More positive news with our local vaccination roll-out. With only a week to go to hit the mid-February target, 87.8% of over 80s, 87.5% of over 75s, 63.1% of over 70s and 66.7% of the clinically extremely vulnerable in East Sussex had received their first vaccination by 8 February. Whereas the message before had been ‘don’t call us, we’ll call you’, now is the time for everyone in the first four priority cohorts to contact the NHS if they’ve still not received an appointment.
Not only have our vaccination teams been busy giving the jab in centres at Sidley, Etchingham, Heathfield and Ticehurst, they have also been visiting care homes to vaccinate the vast majority of all residents. Taken as a whole, this cohort amounts to 90% of the mortality risk from COVID.
Once we vaccinate everyone over the age of 50 years, a target we aim to meet by May, we should have covered 99% of the mortality risk. An amazing result. If you are reading this and have played your part, there are not enough words to praise what you have done for your community. Thank you.
It’s important that we get everyone vaccinated. One of the reasons I was willing to support the lock-downs of this year was because I was assured that once the vaccination had been delivered, lock-downs would be over.

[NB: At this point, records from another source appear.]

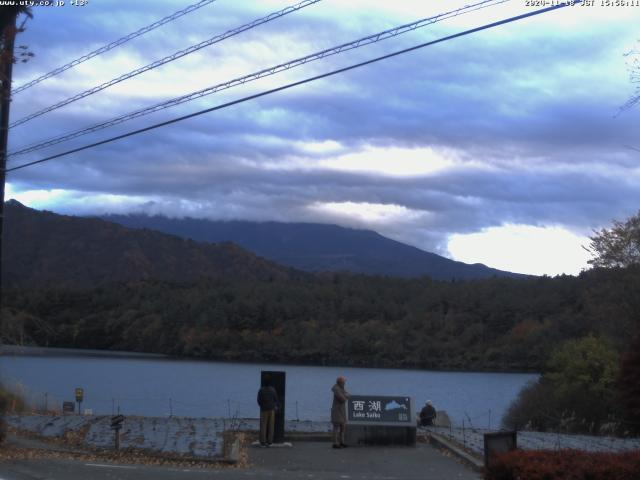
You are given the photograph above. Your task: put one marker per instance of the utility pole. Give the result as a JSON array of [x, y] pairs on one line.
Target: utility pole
[[7, 36]]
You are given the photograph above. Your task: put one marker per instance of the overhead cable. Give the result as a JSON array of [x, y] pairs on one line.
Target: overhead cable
[[260, 74], [170, 58], [113, 45], [298, 83]]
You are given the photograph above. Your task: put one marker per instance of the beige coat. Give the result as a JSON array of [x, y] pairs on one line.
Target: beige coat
[[339, 405]]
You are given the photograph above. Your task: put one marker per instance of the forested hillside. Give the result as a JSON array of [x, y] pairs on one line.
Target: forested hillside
[[87, 283], [496, 324]]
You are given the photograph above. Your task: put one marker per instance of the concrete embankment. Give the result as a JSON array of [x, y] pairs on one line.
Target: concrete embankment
[[197, 437]]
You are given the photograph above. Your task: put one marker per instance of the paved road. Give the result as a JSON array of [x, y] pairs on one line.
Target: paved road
[[306, 460]]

With this in mind. I was left bemused by a question and answer session with the Secretary of State for Health, Matt Hancock, in the Chamber this week. Matt was delivering a statement detailing new restrictions on international travel and arrivals. Passengers will now need to take one test before arrival and another two after they arrive. Whilst we are vaccinating, and to keep out mutant strains, this makes sense. However, once we have vaccinated, and we have been assured that our vaccines cover all known strains, it is important to state that this is a temporary measure which should not impact summer travel. My question to Matt was whether these measures would be lifted once we have vaccinated 99% of the mortality risk or once the vaccine has been tweaked for mutant strains. Matt’s answer, that it could last until the latter is completed, with references to Autumn, caught us all off guard. On top of this, the Transport Secretary then appeared to dismiss the idea of us holidaying in the UK this summer.
If ever we’ve deserved or needed a holiday, this is the year. In our part of the country, it’s not just a leisurely pursuit but, for many in the tourism and hospitality business, a job and a livelihood. Using my position as Chairman of the Transport Select Committee, I am determined to ensure that we get our travel industry, and our leisure time, back to some form of normality once the UK is vaccinated.
Speaking of the Committee, this week we examined bus services. A mode of transport often overlooked despite the fact that more people travel by bus than they do by train. It is more relied upon by the elderly, those in lower income brackets, rural communities and key workers. Some years back, our Committee called for a radical overhaul in bus services to ensure they delivered and were more regular. It appears the Government is now backing our bus strategy concept. We are now helping to fill in the content.
As you will read elsewhere in the newspaper, I have been campaigning on behalf of the millions of leaseholders who have been left with enormous liabilities, and homes they cannot afford to live in or sell, following the Grenfell fire. This human tragedy revealed shortcomings in cladding and building design. New rules mean this must be fixed. Leaseholders, who do not own their building outright, are being left to foot the bill by owners with empty pockets, insurers who are refusing to pay and developers who have filed for bankruptcy. The bill is £16 billion. This reaches every part of the UK and this constituency is no exception. Just last week, the Prime Minister said no leaseholder should pay, but the Government fund only reaches about a third of that commitment. I’ve signed an amendment to legislation which would ensure that the costs are covered in full and that it be paid for not by the taxpayer but by an industry levy on those who continue to enjoy large profits having washed their hands of the past. Another busy and challenging week.